Jason Kidd transformed Nets the minute he arrived

Jason Kidd

Jason Kidd’s wife had just given birth to twin girls, so he was a late arrival to Nets training camp in 2001. Still, he attended the team dinner the night before the real work began. Coming off a typically dreadful 26-victory season, Nets coach Byron Scott addressed the players. When he was finished, Kidd asked if he could say a few words.

“He said, ‘We’re going to the playoffs,’ ” Lawrence Frank, who succeeded Scott as coach, recalled yesterday after Kidd announced his retirement following 19 brilliant NBA seasons. “The guys in the room didn’t know what they were hearing.”

“Nets” and “playoffs” were two words that prior to Kidd went together like “jelly” and “liver.” Kidd soon repeated the promise to the media. People thought Kidd was nuts.
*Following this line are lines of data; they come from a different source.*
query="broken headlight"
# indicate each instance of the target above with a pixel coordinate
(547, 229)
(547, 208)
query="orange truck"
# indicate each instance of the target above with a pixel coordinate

“The minute he walked in the door, you could feel the entire mood change,” Richard Jefferson said. “You could feel the air in the gym completely change.”

Change. That was the word. Kidd changed everything about the Nets. The sad sacks became NBA finalists, not once but twice. There were better teams, but has there ever been a more entertaining team than the group that featured the blinding quickness of Kidd and Kerry Kittles in the backcourt, Jefferson and Kenyon Martin up front?